Learning Hyperbolic Representations of Topological Features

Authors: Panagiotis Kyriakis, Iordanis Fostiropoulos, Paul Bogdan

ICLR 2021 | Conference PDF | Archive PDF | Plain Text | LLM Run Details

Reproducibility Variable Result LLM Response
Research Type Experimental We present experimental results on graph and image classification tasks and show that the performance of our method is on par with or exceeds the performance of other state of the art methods.
Researcher Affiliation Academia Panagiotis Kyriakis University of Southern California Los Angeles, USA pkyriaki@usc.edu Iordanis Fostiropoulos University of Southern California Los Angeles, USA fostirop@usc.edu Paul Bogdan University of Southern California Los Angeles, USA pbogdan@usc.edu
Pseudocode No The paper describes the method using mathematical equations and figures, but no explicit pseudocode or algorithm blocks are provided.
Open Source Code Yes The code to reproduce our experiments is publicly available at https://github.com/pkyriakis/permanifold/.
Open Datasets Yes We present experiments on diverse datasets focusing on persistence diagrams extracted from graphs and grey-scale images. The REDDIT-BINARY dataset contains 1000 samples... The IMDB-BINARY contains 1000 ego-networks... Finally, the IMDB-MULTI contains 1500 ego-networks... We utilize two standardized datasets: the MNIST, which contains images of handwritten digits, and the Fashion-MNIST, which contains shape images of different types of garment...
Dataset Splits Yes We train our model using 10-fold cross-validation with a 80/20 split. Each dataset contains a total of 70K (60K train, 10K validation, 10 folds) grey-scale images of size 28 28.
Hardware Specification No The paper states 'run all experiments on the Google Cloud AI Platform', but does not provide specific hardware details such as GPU/CPU models or memory.
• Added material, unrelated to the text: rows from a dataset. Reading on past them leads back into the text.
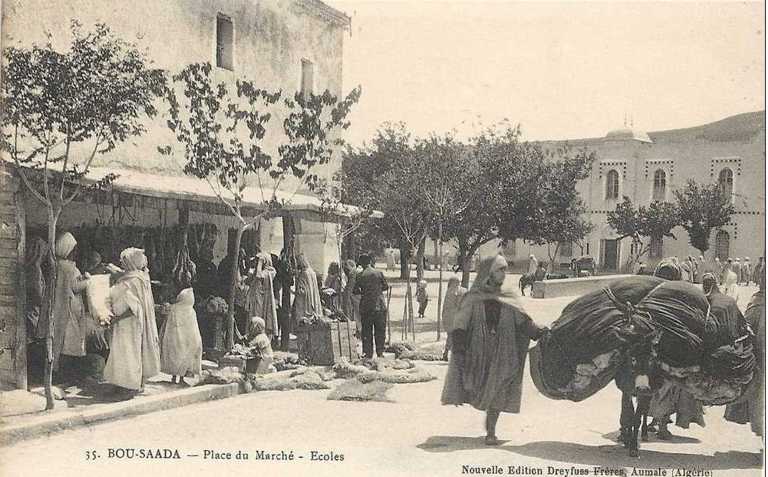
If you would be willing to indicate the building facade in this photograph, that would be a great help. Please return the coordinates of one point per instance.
(287, 45)
(651, 166)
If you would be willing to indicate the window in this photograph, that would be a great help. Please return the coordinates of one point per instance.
(612, 184)
(307, 77)
(659, 185)
(657, 247)
(725, 180)
(722, 245)
(225, 36)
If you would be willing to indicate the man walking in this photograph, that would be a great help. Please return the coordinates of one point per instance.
(370, 285)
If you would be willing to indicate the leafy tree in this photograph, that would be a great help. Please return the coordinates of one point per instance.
(655, 222)
(347, 218)
(403, 203)
(62, 110)
(560, 215)
(221, 127)
(361, 171)
(444, 165)
(702, 208)
(500, 196)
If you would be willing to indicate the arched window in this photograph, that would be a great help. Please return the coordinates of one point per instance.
(725, 180)
(659, 185)
(722, 245)
(612, 184)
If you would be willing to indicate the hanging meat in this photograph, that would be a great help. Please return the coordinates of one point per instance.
(185, 271)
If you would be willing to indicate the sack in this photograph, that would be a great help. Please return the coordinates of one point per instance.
(97, 294)
(380, 305)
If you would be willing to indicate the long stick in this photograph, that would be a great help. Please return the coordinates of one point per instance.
(405, 320)
(389, 328)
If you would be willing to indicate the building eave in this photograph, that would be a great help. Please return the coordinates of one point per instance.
(326, 12)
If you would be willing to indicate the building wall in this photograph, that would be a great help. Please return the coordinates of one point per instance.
(271, 38)
(695, 153)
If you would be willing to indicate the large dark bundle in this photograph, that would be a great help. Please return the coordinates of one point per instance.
(584, 349)
(710, 357)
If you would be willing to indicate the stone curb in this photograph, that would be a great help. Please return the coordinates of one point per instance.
(43, 425)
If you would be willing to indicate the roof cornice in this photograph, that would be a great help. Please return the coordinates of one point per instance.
(325, 11)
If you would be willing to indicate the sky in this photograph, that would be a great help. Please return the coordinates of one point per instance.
(562, 70)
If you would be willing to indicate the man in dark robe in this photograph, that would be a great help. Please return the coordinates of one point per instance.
(751, 407)
(490, 344)
(370, 284)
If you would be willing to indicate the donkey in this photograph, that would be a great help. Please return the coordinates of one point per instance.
(526, 281)
(634, 380)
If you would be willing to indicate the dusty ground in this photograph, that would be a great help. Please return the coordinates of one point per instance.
(413, 436)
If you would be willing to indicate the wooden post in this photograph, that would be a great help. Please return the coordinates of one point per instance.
(20, 348)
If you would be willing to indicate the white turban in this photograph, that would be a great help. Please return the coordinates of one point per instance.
(65, 244)
(133, 259)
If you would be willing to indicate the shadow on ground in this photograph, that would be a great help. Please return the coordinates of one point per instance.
(614, 436)
(601, 455)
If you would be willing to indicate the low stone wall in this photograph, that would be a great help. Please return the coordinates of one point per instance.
(571, 286)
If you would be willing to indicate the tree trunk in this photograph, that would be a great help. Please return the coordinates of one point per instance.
(552, 258)
(440, 277)
(464, 259)
(405, 260)
(233, 279)
(50, 291)
(289, 233)
(420, 259)
(409, 302)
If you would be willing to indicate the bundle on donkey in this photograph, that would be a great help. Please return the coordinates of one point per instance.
(643, 326)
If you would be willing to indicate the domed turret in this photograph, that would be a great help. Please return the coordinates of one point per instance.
(627, 134)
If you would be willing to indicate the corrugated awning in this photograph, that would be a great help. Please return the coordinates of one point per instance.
(184, 187)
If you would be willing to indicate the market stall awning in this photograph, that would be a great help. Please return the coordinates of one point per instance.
(184, 187)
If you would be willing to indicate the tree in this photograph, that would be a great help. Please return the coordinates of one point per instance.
(403, 203)
(221, 127)
(61, 110)
(560, 216)
(500, 196)
(655, 221)
(444, 165)
(361, 171)
(702, 208)
(347, 218)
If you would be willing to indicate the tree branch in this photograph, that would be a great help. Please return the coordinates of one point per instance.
(34, 191)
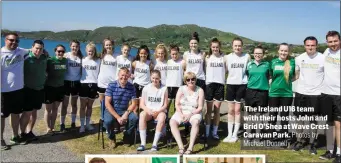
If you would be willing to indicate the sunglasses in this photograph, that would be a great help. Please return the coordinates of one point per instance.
(13, 40)
(191, 79)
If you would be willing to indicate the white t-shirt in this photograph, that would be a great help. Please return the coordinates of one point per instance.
(194, 63)
(162, 67)
(74, 67)
(311, 75)
(215, 69)
(108, 70)
(175, 74)
(236, 66)
(154, 98)
(331, 72)
(90, 70)
(12, 69)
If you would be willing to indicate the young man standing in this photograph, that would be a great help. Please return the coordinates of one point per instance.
(330, 96)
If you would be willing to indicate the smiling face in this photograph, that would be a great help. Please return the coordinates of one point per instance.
(283, 52)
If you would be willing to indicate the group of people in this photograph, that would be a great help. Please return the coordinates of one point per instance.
(125, 85)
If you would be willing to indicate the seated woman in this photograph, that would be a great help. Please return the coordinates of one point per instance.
(154, 102)
(189, 103)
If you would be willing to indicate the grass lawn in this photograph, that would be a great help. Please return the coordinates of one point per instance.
(87, 143)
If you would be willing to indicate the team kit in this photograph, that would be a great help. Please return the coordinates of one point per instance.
(30, 78)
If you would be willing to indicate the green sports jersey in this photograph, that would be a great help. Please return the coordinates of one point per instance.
(279, 87)
(35, 71)
(56, 69)
(258, 75)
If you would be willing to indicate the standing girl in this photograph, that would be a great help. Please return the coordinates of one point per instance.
(72, 83)
(141, 69)
(108, 70)
(235, 87)
(54, 86)
(89, 88)
(215, 80)
(161, 57)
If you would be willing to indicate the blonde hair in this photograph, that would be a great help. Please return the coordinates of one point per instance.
(163, 47)
(92, 46)
(189, 75)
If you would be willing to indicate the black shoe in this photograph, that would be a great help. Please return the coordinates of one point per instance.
(337, 159)
(31, 137)
(62, 128)
(298, 147)
(312, 149)
(327, 156)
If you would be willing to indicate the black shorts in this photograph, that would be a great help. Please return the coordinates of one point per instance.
(12, 102)
(331, 106)
(234, 93)
(101, 90)
(53, 94)
(138, 89)
(200, 83)
(312, 101)
(214, 91)
(172, 92)
(89, 90)
(72, 87)
(256, 97)
(33, 99)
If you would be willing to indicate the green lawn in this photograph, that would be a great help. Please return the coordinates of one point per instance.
(88, 144)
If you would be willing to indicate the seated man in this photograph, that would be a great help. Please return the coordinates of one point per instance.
(117, 98)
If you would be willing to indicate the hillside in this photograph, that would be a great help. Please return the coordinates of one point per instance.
(135, 36)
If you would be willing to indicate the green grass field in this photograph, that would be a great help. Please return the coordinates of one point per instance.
(88, 144)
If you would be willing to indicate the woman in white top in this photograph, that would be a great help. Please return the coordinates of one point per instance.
(142, 66)
(189, 103)
(236, 83)
(72, 83)
(89, 88)
(161, 57)
(215, 80)
(108, 70)
(154, 102)
(194, 61)
(175, 73)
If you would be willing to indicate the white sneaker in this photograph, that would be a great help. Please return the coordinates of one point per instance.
(81, 129)
(227, 139)
(89, 127)
(233, 139)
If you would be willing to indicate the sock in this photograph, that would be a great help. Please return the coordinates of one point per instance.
(143, 136)
(87, 120)
(208, 130)
(62, 120)
(73, 118)
(82, 121)
(215, 129)
(230, 128)
(156, 138)
(236, 129)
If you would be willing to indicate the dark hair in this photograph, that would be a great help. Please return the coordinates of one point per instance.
(214, 40)
(79, 53)
(195, 36)
(310, 38)
(144, 47)
(38, 42)
(104, 51)
(173, 46)
(333, 33)
(237, 39)
(97, 160)
(11, 33)
(59, 45)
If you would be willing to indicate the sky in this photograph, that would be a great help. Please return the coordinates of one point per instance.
(281, 21)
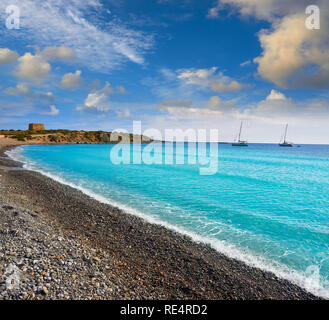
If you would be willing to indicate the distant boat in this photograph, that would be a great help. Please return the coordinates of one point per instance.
(239, 142)
(285, 143)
Software Dependencies Yes We implemented all algorithms in Tensor Flow 2.2 using the TDA-Toolkit2 and the Scikit-TDA3 for extracting persistence diagrams and run all experiments on the Google Cloud AI Platform.
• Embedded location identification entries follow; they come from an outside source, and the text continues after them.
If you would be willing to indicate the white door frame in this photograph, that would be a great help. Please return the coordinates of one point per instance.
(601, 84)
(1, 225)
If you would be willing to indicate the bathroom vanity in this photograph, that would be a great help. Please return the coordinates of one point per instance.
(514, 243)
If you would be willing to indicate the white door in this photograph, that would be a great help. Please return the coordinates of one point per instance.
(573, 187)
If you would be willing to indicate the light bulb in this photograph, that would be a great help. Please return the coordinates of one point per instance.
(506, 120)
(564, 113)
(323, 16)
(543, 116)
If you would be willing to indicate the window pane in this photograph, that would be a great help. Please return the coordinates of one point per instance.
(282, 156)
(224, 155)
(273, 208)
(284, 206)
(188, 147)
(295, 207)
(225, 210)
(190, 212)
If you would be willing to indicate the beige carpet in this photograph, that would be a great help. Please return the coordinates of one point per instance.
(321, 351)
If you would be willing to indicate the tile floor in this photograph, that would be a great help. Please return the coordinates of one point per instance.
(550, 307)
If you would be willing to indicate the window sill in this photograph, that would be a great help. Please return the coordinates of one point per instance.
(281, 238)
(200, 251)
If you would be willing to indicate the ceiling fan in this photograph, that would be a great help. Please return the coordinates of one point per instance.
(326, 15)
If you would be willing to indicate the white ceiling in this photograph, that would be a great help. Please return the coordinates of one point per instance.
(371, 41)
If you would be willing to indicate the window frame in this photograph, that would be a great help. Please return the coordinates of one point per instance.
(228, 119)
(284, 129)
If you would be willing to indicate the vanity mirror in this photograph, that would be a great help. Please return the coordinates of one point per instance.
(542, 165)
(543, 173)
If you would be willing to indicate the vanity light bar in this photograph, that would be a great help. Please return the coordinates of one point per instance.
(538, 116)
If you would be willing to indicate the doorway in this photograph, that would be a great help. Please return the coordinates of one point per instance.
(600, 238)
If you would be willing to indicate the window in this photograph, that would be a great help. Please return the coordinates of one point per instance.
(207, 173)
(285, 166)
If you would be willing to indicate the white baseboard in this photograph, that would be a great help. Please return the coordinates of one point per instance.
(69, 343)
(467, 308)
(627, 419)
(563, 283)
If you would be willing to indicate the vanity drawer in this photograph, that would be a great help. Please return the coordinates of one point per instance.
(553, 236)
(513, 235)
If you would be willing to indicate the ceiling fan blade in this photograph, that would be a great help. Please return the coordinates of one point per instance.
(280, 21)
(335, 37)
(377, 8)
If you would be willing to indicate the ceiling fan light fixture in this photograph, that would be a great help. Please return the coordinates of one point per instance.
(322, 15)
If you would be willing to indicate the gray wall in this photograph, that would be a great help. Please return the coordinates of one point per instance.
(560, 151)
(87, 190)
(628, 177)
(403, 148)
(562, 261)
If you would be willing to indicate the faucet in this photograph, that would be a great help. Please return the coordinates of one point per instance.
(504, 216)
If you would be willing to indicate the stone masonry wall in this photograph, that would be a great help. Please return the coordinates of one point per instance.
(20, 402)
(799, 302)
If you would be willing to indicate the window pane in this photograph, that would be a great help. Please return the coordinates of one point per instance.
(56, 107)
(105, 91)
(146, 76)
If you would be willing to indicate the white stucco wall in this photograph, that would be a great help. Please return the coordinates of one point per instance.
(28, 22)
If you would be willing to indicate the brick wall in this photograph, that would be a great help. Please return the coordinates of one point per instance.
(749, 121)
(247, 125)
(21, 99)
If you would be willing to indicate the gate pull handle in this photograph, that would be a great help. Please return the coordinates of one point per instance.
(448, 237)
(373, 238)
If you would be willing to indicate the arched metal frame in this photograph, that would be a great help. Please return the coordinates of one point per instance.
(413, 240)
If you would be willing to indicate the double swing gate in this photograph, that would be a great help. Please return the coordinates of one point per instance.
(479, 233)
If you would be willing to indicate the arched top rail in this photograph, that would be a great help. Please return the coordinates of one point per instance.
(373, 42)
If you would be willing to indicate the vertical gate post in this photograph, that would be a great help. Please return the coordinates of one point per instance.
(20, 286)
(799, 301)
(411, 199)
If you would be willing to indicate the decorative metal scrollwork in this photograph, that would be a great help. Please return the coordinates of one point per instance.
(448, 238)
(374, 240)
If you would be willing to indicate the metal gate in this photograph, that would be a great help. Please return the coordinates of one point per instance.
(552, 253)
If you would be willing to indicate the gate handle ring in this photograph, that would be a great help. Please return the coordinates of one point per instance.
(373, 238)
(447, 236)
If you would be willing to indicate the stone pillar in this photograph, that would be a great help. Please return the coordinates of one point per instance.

Experiment Setup Yes To train the neural network, we use the Adam optimizer (β1 = 0.9, β2 = 0.999) with an initial learning rate of 0.001 and batch size equal to 64. We use a random uniform initializer in the interval [ 0.05, 0.05] for all learnable variables. For all graph datasets we trained the network for 100 epochs and halved the learning rate every 25 epochs. For the MNIST and Fashion-MNIST datasets we used 10 and 20 epochs, respectively, and no learning rate scheduler. We tune the dropout rate manually by starting from really low values and monitoring the validation set accuracy. In general, we noticed that the network did not tend to overfit, therefore, we kept the rate at low values (0-0.2) for all experiments.